One of them is referred to as rubber duck debugging, which is when you to talk to a rubber duck toy to explain your problem. In doing so, you’ll figure out the solution without having to interrupt anyone else. Handy, right? It a technique that does work but you must have co-workers who understand what you’re doing talking to a toy.

With joking aside, it does introduce a few techniques into debugging code. By explaining it thoroughly, first, it ensures you have an understanding of the current problem. Secondly, it makes you break down the problem into chunks so you can analyze it properly. Additionally, it’ll strengthen your communication skills to a point where you can confidently describe an issue or reproduction steps, should you then have to do it with real humans.

Designing

The other meaning refers to planting a duck in design or code. Only web designers and developers can come up with these sorts of things, I swear. For some context, Jeff Atwood posted an article about internet jargon that included some backstory about the phrase explaining a designer and overzealous project manager which, to quote:

The artist working on the queen animations for Battle Chess was aware of this tendency and came up with an innovative solution. He did the animations for the queen the way that he felt would be best, with one addition: he gave the queen a pet duck. He animated this duck through all of the queen’s animations, had it flapping around the corners. He also took great care to make sure that it never overlapped the “actual” animation.

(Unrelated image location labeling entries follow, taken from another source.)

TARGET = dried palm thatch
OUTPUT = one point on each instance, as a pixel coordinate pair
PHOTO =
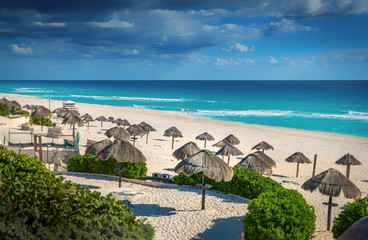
(262, 146)
(147, 128)
(348, 160)
(357, 231)
(98, 146)
(187, 150)
(205, 137)
(298, 157)
(229, 150)
(211, 166)
(136, 131)
(232, 140)
(254, 163)
(330, 183)
(101, 119)
(174, 133)
(122, 151)
(118, 132)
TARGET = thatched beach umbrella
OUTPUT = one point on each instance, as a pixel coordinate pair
(357, 231)
(42, 112)
(98, 146)
(87, 118)
(298, 157)
(330, 183)
(174, 133)
(136, 131)
(211, 166)
(118, 132)
(73, 120)
(232, 140)
(205, 137)
(348, 160)
(229, 150)
(101, 119)
(147, 128)
(254, 163)
(187, 150)
(263, 146)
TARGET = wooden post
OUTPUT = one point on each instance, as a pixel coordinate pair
(314, 165)
(203, 191)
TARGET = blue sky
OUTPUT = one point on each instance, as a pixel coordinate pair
(184, 40)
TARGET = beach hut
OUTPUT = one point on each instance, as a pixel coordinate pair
(263, 146)
(118, 132)
(205, 137)
(136, 131)
(101, 119)
(229, 150)
(187, 150)
(348, 160)
(331, 183)
(147, 128)
(69, 105)
(174, 133)
(298, 157)
(211, 166)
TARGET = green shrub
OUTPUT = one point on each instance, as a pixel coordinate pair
(4, 111)
(32, 195)
(87, 163)
(39, 121)
(244, 183)
(280, 214)
(352, 213)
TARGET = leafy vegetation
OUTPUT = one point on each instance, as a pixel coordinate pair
(352, 213)
(34, 204)
(87, 163)
(279, 214)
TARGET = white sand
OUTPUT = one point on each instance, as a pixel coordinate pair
(329, 147)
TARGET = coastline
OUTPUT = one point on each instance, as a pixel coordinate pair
(329, 146)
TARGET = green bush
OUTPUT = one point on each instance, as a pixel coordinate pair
(352, 213)
(4, 111)
(39, 121)
(44, 205)
(87, 163)
(279, 214)
(244, 183)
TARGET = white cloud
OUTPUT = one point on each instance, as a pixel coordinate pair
(51, 24)
(20, 50)
(273, 60)
(239, 48)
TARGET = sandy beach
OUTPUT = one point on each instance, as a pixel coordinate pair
(174, 211)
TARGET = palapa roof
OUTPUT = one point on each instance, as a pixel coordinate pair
(42, 112)
(348, 158)
(232, 140)
(205, 136)
(73, 119)
(146, 127)
(122, 151)
(187, 150)
(262, 146)
(101, 118)
(98, 146)
(229, 150)
(136, 130)
(118, 132)
(330, 183)
(172, 132)
(205, 161)
(298, 157)
(254, 163)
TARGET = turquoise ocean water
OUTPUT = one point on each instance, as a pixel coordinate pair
(326, 106)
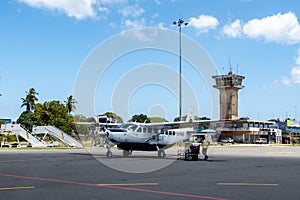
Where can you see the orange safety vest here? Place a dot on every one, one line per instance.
(204, 144)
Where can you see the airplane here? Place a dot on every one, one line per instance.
(132, 136)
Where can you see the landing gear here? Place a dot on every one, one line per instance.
(161, 153)
(108, 154)
(126, 153)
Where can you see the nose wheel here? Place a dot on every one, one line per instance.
(108, 154)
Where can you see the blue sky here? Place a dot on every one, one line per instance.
(44, 43)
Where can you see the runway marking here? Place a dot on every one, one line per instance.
(248, 184)
(128, 184)
(17, 188)
(113, 187)
(12, 161)
(275, 153)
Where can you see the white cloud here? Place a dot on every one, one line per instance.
(234, 29)
(140, 34)
(133, 11)
(103, 9)
(285, 81)
(295, 72)
(80, 10)
(294, 78)
(136, 23)
(204, 23)
(281, 28)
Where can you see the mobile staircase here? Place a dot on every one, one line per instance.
(58, 134)
(21, 131)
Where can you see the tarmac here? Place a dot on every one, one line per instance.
(256, 172)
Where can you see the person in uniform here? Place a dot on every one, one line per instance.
(204, 148)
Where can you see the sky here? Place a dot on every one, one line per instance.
(45, 44)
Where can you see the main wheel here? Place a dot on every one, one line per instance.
(126, 153)
(108, 154)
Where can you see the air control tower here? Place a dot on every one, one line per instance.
(228, 86)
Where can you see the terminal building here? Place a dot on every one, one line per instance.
(229, 125)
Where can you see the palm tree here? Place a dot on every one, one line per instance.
(70, 104)
(30, 99)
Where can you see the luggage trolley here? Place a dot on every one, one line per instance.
(191, 152)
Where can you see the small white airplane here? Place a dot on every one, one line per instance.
(134, 136)
(145, 137)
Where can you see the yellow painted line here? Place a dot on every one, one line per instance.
(18, 188)
(12, 161)
(128, 184)
(276, 153)
(248, 184)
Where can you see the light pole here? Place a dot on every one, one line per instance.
(180, 23)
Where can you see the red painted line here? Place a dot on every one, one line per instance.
(112, 187)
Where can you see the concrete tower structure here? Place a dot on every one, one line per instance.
(228, 86)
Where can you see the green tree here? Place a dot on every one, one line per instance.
(30, 99)
(54, 113)
(141, 118)
(27, 120)
(177, 119)
(70, 104)
(114, 116)
(81, 128)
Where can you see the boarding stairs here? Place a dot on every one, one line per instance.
(58, 134)
(21, 131)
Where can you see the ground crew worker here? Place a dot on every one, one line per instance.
(204, 148)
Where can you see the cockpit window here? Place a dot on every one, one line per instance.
(132, 127)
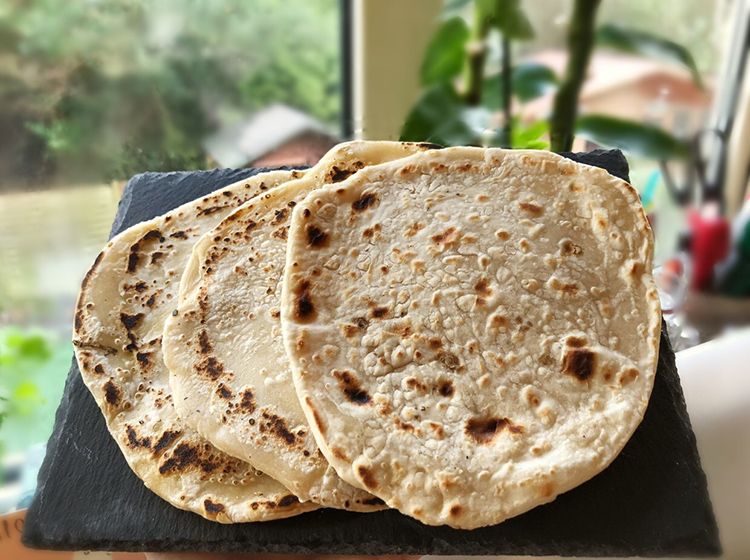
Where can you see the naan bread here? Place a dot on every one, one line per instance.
(472, 332)
(228, 316)
(120, 314)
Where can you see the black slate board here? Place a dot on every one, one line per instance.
(652, 500)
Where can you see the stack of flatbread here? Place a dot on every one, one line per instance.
(461, 334)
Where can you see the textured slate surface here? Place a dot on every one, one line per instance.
(652, 500)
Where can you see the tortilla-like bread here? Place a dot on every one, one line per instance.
(472, 332)
(228, 313)
(120, 314)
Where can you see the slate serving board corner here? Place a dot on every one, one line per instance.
(652, 501)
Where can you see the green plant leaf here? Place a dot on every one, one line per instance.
(444, 57)
(529, 81)
(439, 116)
(452, 6)
(633, 137)
(507, 16)
(529, 137)
(640, 42)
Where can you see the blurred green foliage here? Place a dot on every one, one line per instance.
(32, 366)
(453, 113)
(87, 88)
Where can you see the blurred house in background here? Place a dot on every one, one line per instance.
(276, 135)
(633, 88)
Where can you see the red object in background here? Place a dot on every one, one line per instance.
(710, 244)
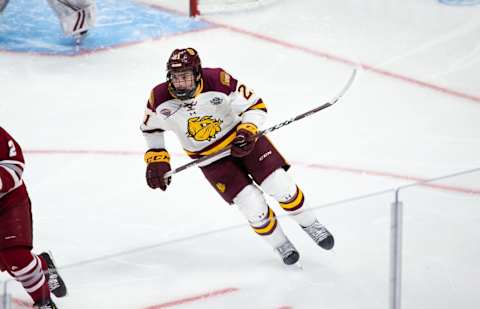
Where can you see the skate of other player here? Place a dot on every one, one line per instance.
(36, 273)
(208, 110)
(76, 17)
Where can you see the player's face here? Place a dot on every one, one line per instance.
(183, 80)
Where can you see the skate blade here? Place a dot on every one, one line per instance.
(295, 266)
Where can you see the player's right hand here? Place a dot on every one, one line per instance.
(158, 164)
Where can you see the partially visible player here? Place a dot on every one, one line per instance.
(76, 17)
(208, 110)
(36, 273)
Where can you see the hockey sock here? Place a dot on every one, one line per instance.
(27, 269)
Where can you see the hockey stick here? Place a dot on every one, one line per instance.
(226, 151)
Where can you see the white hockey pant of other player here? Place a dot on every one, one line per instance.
(75, 15)
(252, 205)
(281, 187)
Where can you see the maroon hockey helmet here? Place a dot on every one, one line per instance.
(182, 60)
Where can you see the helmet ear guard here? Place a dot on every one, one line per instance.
(182, 60)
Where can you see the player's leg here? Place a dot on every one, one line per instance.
(230, 180)
(268, 168)
(76, 16)
(27, 269)
(291, 198)
(262, 219)
(30, 270)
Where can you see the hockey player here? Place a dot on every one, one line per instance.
(76, 16)
(36, 273)
(208, 110)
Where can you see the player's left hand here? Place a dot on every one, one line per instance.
(158, 164)
(245, 140)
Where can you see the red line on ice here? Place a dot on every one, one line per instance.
(470, 97)
(392, 175)
(193, 298)
(309, 165)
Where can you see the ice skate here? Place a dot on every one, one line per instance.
(79, 37)
(45, 305)
(320, 235)
(55, 282)
(288, 253)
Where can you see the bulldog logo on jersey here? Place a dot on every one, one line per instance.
(204, 128)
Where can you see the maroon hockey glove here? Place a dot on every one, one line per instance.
(158, 161)
(245, 141)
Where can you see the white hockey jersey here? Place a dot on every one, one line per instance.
(206, 123)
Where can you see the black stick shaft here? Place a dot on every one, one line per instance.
(222, 153)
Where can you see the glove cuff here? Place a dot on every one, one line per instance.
(157, 155)
(247, 126)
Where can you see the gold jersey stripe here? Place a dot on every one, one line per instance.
(297, 201)
(259, 105)
(270, 225)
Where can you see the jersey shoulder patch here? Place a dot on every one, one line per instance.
(217, 79)
(158, 95)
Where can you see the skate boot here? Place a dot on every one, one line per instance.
(320, 235)
(45, 305)
(288, 253)
(55, 282)
(79, 37)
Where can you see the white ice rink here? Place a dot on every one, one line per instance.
(412, 114)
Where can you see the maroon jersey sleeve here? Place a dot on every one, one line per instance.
(158, 95)
(217, 79)
(11, 162)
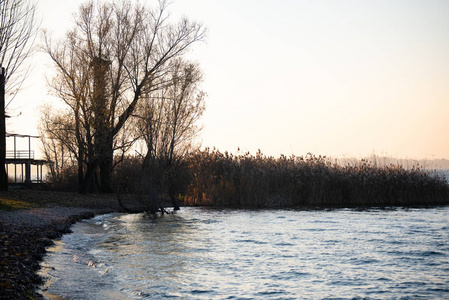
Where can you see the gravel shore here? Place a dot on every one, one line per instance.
(26, 232)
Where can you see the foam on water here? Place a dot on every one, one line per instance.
(270, 254)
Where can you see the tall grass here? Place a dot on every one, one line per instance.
(223, 179)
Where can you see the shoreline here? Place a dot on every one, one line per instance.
(26, 232)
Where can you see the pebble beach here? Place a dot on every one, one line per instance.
(29, 222)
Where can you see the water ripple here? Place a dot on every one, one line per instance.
(281, 254)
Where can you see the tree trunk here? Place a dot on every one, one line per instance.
(106, 167)
(3, 175)
(88, 179)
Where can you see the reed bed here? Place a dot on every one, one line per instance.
(245, 180)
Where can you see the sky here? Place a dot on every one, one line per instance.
(343, 78)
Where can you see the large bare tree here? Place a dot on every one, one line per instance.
(116, 54)
(17, 32)
(168, 123)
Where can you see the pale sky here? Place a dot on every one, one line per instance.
(336, 78)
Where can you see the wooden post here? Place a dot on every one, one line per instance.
(3, 175)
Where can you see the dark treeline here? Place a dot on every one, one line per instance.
(212, 178)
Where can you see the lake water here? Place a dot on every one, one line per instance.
(261, 254)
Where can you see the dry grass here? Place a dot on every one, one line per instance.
(222, 179)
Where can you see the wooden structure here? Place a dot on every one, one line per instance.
(25, 159)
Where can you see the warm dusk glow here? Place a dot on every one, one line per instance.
(328, 77)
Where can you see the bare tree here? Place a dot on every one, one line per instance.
(17, 32)
(116, 54)
(168, 122)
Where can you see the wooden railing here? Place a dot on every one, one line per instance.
(20, 154)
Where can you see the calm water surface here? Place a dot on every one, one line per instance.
(243, 254)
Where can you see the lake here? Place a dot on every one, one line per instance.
(201, 253)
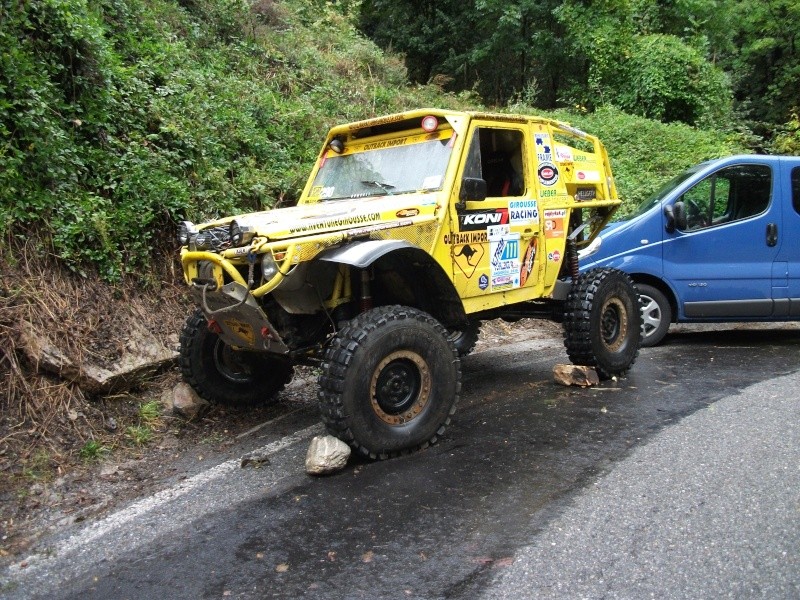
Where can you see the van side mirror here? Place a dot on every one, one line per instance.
(472, 189)
(681, 220)
(669, 214)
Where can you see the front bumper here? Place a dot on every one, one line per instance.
(235, 315)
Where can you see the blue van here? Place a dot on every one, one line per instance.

Eventually, it came time for the producer to review the animation set for the queen. The producer sat down and watched all of the animations. When they were done, he turned to the artist and said, “that looks great. Just one thing – get rid of the duck.”

Credit for the game image and duck icon.

The idea behind planting a duck is great, especially if you know someone is going to want to leave their mark on a project by changing at least one thing. This would allow you to create a project to match a brief and implement a failsafe that distracts away from the core product you have at the end. It’s also a very tricky move. Due to the nature of the tactic, it is somewhat likely the duck will be missed and actually remain in the product until you take it out which is the complete opposite idea. You’ll want to make sure it’s found.

It’s also impossible to search for duck inspiration online to see what you can do to implement this on what you’re currently working on. The idea being that all ducks have ceased to exist past the launch of anything so examples are out of the question and those ducks that did survive past that, well they’ll be hidden in plain sight and it won’t exactly be easy to spot them.

This does beg the question though, should you be doing something different if you’re needing to resort to design techniques such as this?

Planting ducks can be applied to development practices too, although it could be done in a much more different way such as calling an API that isn’t used anywhere or creating a function that outputs the data it’s given without altering it in any way. It’s easy enough to see something like a duck on a logo for example, but unless you’re using ASCII art in your core files, it’ll be hard to put a duck in your code.

No More Ducks

Have you had any experience with the duck tactic?

Personally, I haven’t placed anything you could class as a duck into anything, however I have included the odd ‘Easter Egg‘ here and there like a fun error 404 page for anyone sees it as well the addition of a keyword to the end of a URL that may change the page layout or design slightly. Fundamentally, adding ducks into a product isn’t necessarily a bad thing as long as it doesn’t distract or take away from the original purpose of what you’re making, and that they’re found and removed. It’d be great if we didn’t need to use this kind of technique, but that’s in an ideal world. Until then we’ll just settle with the ducks.

Ultimately, if you have to resort to “planting a duck” in your projects, maybe you need to revisit your workflows and see what you can do to ensure that anyone overseeing or testing a project doesn’t try to alter something away from a brief or specification. I like to think the idea behind it is a stroke of genius but then it does make you realize that sometimes we need to fight back against overzealous project managers in very creative ways.